この静かな町が昨年、「核のごみ」騒ぎに巻き込まれた。
1年前の話がなぜ?
発端は2023年6月12日。隣町の高鍋町議会で、共産党議員が「木城町に原発のごみが捨てられるのではないか、と心配の声が出ている」と質問した。
実は22年8月、木城町議会の産業文教委員会のメンバー5人が、「核のごみ」の最終処分事業に関し、青森県六ケ所村や北海道幌延町などを視察。交通費や宿泊費は、同事業に関わる原子力発電環境整備機構(NUMO)が負担していた。
5人は活性化策を考えるなかで、バイオマス事業や最終処分事業について勉強会を開き、その流れで視察に行った。視察の内容は議会に報告し、議会広報誌にも載せた。

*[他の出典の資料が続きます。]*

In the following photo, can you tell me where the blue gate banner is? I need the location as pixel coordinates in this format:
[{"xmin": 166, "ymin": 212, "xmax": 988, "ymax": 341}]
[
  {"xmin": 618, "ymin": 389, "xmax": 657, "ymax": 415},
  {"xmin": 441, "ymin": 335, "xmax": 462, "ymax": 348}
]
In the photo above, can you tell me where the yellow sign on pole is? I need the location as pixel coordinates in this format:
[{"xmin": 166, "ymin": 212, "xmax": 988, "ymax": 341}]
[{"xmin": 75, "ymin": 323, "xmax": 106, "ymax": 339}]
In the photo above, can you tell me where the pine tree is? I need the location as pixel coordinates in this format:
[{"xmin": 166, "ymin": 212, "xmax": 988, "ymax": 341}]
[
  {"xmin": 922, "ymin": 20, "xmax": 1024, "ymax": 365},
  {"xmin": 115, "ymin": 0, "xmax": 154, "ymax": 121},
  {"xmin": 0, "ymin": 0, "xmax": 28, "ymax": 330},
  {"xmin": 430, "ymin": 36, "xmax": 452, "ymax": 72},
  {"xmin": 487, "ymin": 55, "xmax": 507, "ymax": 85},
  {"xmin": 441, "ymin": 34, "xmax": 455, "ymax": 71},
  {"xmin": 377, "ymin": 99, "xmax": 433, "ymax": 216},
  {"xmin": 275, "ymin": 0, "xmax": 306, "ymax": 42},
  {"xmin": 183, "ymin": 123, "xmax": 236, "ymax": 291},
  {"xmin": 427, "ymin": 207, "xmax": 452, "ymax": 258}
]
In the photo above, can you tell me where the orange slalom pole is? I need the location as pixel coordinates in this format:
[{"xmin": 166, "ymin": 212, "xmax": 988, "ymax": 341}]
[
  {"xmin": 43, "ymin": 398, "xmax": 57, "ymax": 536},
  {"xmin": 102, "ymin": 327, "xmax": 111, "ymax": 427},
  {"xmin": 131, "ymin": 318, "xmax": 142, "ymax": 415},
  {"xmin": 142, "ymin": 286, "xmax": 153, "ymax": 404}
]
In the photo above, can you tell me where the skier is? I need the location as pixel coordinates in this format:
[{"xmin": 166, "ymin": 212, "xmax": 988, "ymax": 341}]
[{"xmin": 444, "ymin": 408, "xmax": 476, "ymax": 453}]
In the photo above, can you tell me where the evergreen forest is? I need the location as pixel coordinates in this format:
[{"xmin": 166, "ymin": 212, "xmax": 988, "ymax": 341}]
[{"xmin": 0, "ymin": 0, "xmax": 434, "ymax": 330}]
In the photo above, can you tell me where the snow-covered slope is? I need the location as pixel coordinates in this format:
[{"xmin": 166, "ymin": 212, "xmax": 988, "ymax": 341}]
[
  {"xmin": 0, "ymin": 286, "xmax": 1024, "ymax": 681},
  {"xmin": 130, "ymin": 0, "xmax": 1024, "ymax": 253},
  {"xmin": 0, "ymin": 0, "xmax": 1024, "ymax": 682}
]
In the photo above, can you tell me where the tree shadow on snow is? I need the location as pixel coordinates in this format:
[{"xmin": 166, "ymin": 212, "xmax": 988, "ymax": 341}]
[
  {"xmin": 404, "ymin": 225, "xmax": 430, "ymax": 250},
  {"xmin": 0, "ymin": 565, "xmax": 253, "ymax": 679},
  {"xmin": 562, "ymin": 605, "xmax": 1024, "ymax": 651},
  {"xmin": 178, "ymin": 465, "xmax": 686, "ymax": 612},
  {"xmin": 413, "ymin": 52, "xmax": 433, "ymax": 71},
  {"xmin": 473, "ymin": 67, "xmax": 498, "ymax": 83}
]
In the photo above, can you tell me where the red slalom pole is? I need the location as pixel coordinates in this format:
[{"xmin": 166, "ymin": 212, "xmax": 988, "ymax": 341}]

メンバーの一人は隣町で質問が出たことに、「1年も前の話がなぜ今?」と戸惑った。当時、長崎県の対馬市議会で、最終処分場の誘致をめぐる議論が起き、全国的な話題になっていた。
隣町の質問は当然、木城町にも伝わった。
最終処分場に反対する久保富士子議員は、「町民に不安が広がっている。はっきりと町長に考えを言ってもらい、議事録に残したい」と思い、23年9月議会で質問しようと準備した。
ところが……。
久保氏は議会前の9月初め、議会の進行を決める議会運営委員会の後藤和実委員長らに呼び出される。「一般質問では、議員は進めたい政策について賛成の立場で聞くものだ」として、最終処分場の質問を取り下げるように言われた。
同月4日、甲斐政治(まさはる)議長の権限で、久保氏が質問を予定した3項目のうち最終処分場に関する質問は「不許可」とした。